Continuous exposure to natural and man‐made chemicals is a major cause of noncommunicable human diseases, including cancer. Accumulated data indicate that an exposure to chemical carcinogens induces a range of genetic and epigenetic events, including alterations in the
deoxyribonucleic acid (DNA)
methylation pattern, which may be associated with cancer development and progression. Accumulated evidence indicates that the response of the DNA methylome to chemical carcinogens, especially lifestyle and food carcinogens, is critical in the carcinogenic process.
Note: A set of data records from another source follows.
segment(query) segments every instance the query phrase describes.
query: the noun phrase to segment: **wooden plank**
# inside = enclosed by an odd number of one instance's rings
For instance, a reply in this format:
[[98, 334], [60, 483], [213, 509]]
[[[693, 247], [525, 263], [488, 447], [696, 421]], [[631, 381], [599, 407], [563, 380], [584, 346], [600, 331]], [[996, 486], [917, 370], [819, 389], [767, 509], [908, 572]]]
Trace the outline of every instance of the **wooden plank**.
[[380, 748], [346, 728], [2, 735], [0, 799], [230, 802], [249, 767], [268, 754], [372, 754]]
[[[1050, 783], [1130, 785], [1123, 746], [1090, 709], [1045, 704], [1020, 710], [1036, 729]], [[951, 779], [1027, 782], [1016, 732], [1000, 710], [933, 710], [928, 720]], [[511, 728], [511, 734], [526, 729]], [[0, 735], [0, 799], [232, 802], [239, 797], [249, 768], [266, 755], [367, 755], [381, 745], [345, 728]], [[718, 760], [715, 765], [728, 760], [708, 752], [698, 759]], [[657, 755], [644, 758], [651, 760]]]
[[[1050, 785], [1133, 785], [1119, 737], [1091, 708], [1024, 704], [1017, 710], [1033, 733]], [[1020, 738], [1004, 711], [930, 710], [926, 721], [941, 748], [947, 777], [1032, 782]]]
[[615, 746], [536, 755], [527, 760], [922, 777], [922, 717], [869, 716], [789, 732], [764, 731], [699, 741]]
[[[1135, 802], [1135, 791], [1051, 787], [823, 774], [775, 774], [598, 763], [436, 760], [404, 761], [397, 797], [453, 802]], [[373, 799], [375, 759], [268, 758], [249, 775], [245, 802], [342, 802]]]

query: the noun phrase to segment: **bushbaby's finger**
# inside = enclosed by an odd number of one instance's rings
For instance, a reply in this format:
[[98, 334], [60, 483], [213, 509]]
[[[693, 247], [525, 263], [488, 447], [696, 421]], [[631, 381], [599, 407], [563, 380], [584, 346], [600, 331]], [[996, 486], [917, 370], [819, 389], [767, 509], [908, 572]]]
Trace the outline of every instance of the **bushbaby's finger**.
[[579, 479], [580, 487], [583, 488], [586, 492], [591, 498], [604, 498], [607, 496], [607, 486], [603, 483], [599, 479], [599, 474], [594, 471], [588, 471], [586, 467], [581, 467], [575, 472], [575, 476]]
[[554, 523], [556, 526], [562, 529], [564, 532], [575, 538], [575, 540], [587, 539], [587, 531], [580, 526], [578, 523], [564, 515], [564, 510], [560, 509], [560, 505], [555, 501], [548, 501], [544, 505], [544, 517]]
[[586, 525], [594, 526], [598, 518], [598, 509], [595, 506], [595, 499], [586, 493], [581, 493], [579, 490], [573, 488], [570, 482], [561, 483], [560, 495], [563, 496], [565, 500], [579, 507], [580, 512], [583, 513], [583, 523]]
The better understanding of mechanisms and processes associated with carcinogen‐induced DNA methylation abnormalities may be helpful for carcinogen hazard identification, carcinogen risk assessment and management, and the prevention of cancer.
Key Concepts:
Exposure to natural and man‐made chemicals is a major cause of human cancer.
Chemical carcinogens induce a range of genetic and epigenetic events, including alterations in the DNA methylation pattern.
Alteration of the DNA methylation status is one of the underlying mechanisms of the carcinogenicity of a number of established environmental and occupational carcinogenic agents.
Carcinogen‐induced DNA methylation changes consist of DNA and repetitive element demethylation, gene‐specific hypermethylation and gene silencing, gene‐specific hypomethylation and activation of gene transcription and altered expression or activity of DNA methyltransferases.
Epigenetic alterations may be used as biomarkers in the evaluation of the carcinogenic potential of chemicals.
The incorporation of epigenetic technologies in cancer risk assessment promises to enhance substantially the efficiency of carcinogenicity testing.